Pierre-Yves KEREMBELLEC pierre-yves.kerembellec at dailymotion.com
Fri Nov 5 02:19:56 PDT 2010


> Well, not really. Akamai is sized to support such load for instance.
If you anticipate 120,000 titles, averaging 1 hour in duration, and encode at 10 bitrates (perhaps 100, 250, 350, 500, 1000, 1350, 1750, 2650, 3600, 4800), then each title
consumes ~7.5GB of space.  The library will consume ~900 peta bytes of storage, across 1,200,000 video files.  If the files are physically chunked at 2 seconds, then you
would have ~2,160,000,000 chunk files.

I think it's about 840TB, not 900PB ;-)

If the system requires mutliplexed A/V streams (ala HTTP Live Streaming), and there is a need for multiple audio bitrates, and you expect a few language tracks per title,
then every video stream will be replicated n times (where n is the number of audio bitrates + the # of alternate audio tracks).  We encode 3 audio bitrates, and I will
assume an avg of 2 alternate audio tracks per title (each alternate track is encoded at all bitrates, but not all streams have alternate tracks).  Thus, for this exercise,
n == 5.  Using physically chunked, muxed streams, the footprint is 4 exabytes across 12,000,000,000 files, 4/5 of which is consists of duplicated video bits.  Efficiently
storing and caching these bits might challenge a CDN. Thus, we prefer unmuxed streams with virtual chunking (range requests)

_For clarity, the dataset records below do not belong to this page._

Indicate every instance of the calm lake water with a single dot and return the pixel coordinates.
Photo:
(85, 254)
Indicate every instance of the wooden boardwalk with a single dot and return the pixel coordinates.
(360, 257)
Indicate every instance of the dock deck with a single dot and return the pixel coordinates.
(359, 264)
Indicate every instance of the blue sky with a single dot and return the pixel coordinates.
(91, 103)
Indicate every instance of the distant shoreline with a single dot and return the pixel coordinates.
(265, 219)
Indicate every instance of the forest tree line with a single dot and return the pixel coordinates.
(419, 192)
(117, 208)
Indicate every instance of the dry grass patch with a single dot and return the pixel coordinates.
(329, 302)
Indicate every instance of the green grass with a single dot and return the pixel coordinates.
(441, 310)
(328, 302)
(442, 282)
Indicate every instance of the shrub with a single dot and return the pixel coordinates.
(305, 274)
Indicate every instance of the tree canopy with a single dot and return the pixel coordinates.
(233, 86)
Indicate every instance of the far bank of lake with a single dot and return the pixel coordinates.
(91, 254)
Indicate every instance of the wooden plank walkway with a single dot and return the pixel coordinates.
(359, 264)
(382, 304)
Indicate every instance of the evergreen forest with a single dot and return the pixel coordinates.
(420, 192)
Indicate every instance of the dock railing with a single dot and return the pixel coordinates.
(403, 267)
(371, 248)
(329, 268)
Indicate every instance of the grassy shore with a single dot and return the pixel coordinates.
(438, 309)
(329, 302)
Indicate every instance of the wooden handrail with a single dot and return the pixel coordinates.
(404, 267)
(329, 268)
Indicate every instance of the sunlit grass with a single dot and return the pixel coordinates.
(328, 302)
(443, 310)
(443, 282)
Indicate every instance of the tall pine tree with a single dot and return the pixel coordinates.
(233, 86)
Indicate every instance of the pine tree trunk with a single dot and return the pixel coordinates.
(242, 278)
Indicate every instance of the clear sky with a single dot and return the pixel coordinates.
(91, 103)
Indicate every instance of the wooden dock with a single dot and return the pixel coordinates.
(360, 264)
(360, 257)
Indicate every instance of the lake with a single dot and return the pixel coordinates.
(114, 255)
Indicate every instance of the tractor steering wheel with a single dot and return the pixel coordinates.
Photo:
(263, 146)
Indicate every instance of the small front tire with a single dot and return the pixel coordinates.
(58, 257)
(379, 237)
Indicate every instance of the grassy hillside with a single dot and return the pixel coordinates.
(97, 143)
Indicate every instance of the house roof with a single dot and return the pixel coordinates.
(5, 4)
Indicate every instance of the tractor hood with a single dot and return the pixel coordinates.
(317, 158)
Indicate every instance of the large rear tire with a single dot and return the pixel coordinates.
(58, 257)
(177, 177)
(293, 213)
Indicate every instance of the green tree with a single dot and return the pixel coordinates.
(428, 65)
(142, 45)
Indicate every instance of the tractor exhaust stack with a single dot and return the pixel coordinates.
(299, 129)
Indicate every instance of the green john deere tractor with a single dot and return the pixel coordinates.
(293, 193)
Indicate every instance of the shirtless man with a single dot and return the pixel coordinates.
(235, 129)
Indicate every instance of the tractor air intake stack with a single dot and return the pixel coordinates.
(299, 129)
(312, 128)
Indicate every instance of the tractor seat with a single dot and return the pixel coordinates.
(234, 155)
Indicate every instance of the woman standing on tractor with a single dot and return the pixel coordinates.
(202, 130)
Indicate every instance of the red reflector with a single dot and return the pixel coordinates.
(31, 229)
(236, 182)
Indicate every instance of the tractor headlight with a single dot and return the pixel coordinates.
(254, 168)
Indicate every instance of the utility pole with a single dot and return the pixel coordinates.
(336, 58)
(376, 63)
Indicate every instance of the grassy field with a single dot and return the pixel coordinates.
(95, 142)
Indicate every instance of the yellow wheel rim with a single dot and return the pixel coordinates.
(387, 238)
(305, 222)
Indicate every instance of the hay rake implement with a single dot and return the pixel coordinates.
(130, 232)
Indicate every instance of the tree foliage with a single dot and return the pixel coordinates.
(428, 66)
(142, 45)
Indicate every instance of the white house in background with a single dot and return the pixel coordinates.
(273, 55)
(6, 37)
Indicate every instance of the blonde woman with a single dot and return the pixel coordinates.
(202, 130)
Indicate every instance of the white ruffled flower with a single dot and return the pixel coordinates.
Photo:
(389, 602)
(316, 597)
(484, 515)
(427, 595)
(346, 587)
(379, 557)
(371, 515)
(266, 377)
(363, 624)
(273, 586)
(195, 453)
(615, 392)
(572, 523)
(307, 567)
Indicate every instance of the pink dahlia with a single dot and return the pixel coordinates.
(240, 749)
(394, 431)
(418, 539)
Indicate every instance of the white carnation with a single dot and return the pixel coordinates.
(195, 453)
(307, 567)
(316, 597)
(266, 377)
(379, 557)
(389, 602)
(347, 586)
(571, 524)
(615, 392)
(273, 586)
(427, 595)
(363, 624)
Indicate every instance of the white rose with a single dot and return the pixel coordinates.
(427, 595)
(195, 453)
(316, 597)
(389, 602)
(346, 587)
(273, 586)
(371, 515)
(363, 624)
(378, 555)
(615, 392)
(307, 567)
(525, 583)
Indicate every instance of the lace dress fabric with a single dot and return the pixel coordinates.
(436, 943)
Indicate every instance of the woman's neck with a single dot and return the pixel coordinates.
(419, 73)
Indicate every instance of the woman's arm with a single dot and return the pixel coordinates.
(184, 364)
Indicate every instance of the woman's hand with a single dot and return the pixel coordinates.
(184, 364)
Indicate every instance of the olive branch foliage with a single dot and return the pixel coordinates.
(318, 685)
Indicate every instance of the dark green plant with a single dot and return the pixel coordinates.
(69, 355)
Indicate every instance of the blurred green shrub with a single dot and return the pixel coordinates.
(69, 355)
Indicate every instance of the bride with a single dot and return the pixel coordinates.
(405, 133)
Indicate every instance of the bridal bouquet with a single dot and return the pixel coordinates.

All video streams and audio streams can be muxed and kept in sync in the same MP4 or MKV container (it's the purpose of having multi-tracks-aware containers).
Even different bitrates of audio and video can be stored within the same ISO container.

That said, you're absolutely right: it makes sense to remux/resync at the client side when you have that type of cardinality in combinations. It's just that sometimes you
can't control the client side (Flash, HTML5 video tags as of today, most IPTV STB and connected TV sets (again today), ...), and you need to deliver a pre-muxed valid
fragment.

> My guess is that you're using MPEG2-TS files ...
Our original streaming clients use ASF.  BD-Live and Apple clients use M2TS.  All others are using fragmented ISO.
FYI, our streaming traffic is ~20% of peak US internet traffic, and our content is delivered at the highest bitrate a given client's bandwidth will allow (we currently max out at 4.8mbps).